As of 13 July, more than 2,200 civilians have been killed by the US in coalition air strikes

Caroline Mortimer
Monday 17 July 2017 11:21 BST
White Helmets digging through the rubble of a mosque in Aleppo province following a US airstrike
White Helmets digging through the rubble of a mosque in Aleppo province following a US airstrike (AFP/Getty Images)

Nearly as many Iraqi and Syrian civilians have died in US-led air strikes under Donald Trump as were killed during the whole administration of Barack Obama, independent analysts say.

As of 13 July, more than 2,200 civilians had been killed by the US-led international coalition against Isis since Donald Trump entered the White house in January - compared with the estimated 2,300 civilians who died during similar strikes between 2014 and 2016.

Roughly 80 civilians per month died in strikes under Mr Obama but this has now risen to approximately 360 per month under Mr Trump, according to research by the military tracking organisation Airwars.

Part of the rise in these figures is due to the changing nature of the war against Isis, as the jihadist group became entrenched in the major cities of Mosul and Raqqa, coalition officials say, though they insist that every effort is made to avoid civilian casualties.

Despite this, there are indications that under President Trump protections for civilians on the battlefield have been lessened, the Daily Beast reported.

The coalition's own civilian casualty figures are much lower than Airwars', but they too show an increase since January.

Around 40 per cent of the 603 civilians the coalition has admitted killing during the campaign died during the first four months of Mr Trump’s administration.

The new figures come after Mr Trump promised to “bomb the s*** out of Isis” on the campaign trail.

Following a new war plan unveiled by US Secretary of Defense General James Mattis in February, the US has focused its efforts on “annihilation tactics” and “shoving Isis out of safe locations in an attrition fight”.

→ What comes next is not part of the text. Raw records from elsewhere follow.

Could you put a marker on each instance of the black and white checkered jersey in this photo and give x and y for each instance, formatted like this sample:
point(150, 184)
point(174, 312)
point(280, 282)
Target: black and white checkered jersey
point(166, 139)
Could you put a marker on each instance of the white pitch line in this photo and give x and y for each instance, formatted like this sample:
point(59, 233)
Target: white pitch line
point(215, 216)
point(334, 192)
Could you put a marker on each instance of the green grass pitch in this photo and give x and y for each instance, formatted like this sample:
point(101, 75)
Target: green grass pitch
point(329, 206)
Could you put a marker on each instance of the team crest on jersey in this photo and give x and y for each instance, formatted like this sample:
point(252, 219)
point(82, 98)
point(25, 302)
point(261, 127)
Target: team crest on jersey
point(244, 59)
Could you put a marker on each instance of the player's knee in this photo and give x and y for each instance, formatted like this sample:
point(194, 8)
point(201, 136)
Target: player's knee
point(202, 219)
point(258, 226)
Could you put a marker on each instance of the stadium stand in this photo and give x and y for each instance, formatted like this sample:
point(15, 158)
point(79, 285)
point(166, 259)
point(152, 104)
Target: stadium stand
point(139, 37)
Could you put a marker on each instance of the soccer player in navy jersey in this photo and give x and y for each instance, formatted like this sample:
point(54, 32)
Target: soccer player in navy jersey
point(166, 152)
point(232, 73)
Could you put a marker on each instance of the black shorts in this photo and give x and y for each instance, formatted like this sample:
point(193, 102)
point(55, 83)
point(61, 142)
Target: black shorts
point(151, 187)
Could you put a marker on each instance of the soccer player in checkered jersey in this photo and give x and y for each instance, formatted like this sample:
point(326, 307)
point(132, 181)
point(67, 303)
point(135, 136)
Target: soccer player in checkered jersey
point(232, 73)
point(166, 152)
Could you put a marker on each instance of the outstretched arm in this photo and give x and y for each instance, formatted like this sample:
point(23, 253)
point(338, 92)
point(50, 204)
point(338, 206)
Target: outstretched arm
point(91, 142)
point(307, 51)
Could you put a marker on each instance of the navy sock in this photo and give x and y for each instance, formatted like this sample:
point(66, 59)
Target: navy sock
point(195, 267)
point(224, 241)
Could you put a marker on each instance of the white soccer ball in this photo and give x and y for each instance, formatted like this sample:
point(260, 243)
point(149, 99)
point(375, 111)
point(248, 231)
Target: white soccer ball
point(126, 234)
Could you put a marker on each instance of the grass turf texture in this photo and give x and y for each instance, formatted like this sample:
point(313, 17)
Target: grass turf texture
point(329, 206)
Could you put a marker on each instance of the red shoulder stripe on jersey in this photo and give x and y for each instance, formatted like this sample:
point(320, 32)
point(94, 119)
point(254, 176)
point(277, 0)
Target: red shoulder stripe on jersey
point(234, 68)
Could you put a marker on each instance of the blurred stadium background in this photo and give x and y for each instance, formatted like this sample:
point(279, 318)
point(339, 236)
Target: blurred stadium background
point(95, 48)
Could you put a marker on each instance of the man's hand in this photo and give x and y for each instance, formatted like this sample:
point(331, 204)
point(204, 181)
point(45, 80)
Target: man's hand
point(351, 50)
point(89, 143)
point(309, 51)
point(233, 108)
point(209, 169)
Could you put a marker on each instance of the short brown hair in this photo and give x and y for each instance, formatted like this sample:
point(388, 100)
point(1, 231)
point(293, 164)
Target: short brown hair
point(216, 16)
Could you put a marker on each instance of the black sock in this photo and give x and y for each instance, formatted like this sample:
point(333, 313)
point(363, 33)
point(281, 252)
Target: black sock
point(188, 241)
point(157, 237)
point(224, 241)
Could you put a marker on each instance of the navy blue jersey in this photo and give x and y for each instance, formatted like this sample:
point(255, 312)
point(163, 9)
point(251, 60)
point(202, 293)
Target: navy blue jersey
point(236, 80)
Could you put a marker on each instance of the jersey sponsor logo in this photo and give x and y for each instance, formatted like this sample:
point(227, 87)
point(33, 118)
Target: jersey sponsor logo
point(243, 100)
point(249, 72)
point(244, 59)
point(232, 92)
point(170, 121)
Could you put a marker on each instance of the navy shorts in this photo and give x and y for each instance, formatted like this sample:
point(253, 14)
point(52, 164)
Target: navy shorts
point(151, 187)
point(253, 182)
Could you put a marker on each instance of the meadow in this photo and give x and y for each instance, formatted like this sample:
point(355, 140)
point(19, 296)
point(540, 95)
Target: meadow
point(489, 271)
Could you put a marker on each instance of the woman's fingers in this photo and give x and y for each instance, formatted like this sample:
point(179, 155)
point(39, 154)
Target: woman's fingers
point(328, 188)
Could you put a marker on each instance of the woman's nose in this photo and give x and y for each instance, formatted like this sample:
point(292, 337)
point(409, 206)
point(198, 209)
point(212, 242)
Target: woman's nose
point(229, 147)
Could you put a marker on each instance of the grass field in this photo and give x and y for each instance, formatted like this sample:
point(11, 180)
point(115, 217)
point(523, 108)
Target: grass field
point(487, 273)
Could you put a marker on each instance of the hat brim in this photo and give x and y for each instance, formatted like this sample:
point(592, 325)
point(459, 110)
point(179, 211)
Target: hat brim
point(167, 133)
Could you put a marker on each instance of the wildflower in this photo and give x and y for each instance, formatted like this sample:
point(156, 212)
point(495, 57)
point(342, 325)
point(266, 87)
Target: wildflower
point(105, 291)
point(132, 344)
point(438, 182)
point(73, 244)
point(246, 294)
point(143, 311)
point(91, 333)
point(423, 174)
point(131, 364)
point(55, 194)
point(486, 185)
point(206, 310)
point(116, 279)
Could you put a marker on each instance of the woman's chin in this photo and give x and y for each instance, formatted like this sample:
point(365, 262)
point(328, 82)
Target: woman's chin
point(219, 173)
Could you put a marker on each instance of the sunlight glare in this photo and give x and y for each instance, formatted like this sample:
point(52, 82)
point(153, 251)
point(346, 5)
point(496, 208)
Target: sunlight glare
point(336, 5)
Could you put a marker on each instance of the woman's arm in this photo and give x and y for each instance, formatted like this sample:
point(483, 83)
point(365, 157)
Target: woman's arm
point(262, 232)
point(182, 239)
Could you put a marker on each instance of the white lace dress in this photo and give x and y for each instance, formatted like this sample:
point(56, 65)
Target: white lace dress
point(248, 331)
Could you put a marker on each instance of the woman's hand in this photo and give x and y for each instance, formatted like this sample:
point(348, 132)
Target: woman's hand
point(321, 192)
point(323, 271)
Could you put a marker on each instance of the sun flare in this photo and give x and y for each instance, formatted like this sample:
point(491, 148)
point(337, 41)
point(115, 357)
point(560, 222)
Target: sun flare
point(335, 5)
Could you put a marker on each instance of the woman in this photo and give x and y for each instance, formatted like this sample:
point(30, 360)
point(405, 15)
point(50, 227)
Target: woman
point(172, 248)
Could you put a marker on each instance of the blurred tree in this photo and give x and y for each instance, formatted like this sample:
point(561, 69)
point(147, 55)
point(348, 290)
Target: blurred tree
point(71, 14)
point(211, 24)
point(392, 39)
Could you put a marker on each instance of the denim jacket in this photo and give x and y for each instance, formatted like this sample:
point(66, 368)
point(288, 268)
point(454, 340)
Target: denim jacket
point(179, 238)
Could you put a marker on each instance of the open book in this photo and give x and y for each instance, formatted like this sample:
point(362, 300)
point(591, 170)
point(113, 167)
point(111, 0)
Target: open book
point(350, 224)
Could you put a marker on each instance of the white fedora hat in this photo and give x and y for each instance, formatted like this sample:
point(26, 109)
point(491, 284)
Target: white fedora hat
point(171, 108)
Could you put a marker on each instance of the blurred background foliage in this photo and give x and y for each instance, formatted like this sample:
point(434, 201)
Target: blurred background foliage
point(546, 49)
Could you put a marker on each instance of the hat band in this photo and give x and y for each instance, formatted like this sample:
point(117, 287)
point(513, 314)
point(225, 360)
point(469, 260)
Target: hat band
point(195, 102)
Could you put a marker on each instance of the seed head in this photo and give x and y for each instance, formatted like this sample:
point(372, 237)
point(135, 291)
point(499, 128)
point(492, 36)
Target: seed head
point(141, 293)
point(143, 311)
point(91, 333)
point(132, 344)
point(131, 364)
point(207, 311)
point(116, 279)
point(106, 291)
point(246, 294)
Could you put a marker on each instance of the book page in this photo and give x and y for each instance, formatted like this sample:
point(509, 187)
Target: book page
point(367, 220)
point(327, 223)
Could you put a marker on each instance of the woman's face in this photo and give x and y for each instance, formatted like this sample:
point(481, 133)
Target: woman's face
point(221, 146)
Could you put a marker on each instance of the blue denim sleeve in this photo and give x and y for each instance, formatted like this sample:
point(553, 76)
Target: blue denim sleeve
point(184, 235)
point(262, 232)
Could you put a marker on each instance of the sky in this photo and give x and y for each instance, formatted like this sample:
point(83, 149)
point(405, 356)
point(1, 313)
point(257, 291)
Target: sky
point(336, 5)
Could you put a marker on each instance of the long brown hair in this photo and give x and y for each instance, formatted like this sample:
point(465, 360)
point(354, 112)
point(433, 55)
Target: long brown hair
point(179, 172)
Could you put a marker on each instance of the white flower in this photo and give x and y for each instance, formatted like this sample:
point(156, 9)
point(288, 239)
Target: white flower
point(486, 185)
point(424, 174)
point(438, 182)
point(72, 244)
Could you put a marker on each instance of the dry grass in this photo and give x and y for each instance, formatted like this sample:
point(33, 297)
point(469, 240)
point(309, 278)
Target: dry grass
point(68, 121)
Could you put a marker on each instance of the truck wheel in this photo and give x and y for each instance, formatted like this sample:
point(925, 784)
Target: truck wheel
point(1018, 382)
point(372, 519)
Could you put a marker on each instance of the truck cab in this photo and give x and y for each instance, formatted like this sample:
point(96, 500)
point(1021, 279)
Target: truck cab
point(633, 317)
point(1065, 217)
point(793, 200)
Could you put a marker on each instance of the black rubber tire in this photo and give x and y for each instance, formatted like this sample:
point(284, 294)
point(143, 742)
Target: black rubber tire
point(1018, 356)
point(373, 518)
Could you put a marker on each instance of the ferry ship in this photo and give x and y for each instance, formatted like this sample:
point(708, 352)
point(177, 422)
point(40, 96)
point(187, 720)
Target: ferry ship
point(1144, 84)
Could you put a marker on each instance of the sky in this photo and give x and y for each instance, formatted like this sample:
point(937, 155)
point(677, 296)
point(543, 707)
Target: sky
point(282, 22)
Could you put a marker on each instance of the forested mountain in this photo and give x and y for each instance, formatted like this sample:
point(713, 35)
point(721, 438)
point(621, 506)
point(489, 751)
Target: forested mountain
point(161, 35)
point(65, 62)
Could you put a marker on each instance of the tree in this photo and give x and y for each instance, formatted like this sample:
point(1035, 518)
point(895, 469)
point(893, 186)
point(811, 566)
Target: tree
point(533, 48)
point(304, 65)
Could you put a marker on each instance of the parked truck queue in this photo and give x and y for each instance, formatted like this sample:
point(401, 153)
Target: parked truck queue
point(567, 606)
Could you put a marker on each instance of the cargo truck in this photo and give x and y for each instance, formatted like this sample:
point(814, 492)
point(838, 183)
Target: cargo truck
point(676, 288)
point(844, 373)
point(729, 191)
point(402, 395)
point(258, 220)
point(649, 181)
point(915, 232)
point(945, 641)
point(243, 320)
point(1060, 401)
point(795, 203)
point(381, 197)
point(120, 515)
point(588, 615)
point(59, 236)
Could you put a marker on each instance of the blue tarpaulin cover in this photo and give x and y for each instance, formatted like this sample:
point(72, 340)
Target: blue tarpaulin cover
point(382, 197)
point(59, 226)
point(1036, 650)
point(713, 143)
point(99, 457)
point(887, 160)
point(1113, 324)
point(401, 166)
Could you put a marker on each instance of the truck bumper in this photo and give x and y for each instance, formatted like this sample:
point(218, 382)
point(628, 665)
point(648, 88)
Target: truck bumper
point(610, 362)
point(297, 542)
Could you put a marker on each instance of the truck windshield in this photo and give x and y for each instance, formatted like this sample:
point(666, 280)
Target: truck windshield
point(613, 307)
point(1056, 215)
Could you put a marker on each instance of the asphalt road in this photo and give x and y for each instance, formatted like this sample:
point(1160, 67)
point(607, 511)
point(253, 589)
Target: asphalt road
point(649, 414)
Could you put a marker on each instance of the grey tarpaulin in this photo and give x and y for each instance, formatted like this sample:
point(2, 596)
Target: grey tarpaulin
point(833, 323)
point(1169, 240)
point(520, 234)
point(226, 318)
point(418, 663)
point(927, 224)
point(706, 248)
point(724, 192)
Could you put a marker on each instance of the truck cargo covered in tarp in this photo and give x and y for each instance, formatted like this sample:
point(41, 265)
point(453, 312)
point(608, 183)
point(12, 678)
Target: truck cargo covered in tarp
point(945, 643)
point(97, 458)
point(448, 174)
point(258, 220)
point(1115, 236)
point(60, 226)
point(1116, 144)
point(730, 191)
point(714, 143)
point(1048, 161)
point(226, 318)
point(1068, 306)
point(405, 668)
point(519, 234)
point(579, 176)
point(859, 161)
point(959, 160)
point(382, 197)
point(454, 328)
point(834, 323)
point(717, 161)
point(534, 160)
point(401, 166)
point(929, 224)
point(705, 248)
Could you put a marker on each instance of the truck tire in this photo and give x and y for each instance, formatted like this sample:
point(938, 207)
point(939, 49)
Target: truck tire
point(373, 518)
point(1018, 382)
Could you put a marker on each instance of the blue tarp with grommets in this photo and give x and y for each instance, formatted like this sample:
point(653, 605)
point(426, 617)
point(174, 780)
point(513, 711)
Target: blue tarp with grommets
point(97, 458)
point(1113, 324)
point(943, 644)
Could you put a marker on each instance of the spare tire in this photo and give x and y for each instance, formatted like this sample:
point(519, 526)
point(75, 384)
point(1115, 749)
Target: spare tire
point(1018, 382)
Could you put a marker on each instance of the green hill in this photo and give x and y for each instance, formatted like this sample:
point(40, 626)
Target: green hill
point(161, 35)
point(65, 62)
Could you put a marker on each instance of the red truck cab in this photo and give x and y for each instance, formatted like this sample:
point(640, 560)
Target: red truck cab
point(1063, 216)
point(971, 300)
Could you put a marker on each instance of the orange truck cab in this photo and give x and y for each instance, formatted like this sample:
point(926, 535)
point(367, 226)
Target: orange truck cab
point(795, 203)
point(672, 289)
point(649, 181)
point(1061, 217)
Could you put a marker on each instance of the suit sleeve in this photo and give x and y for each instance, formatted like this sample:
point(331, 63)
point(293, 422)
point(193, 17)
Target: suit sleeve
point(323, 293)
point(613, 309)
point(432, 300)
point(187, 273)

But during a meeting of the anti-Isis coalition in May, General Mattis insisted there had been “no changes to our continued extraordinary efforts to avoid innocent civilian casualties”.

In one incident in Mosul in March, the US admitted it was responsible for the deaths of 101 men, women and children.

Britain, France, Australia and Belgium have also taken part in the bombing campaign but the US is the only one to admit responsibility for any civilian deaths.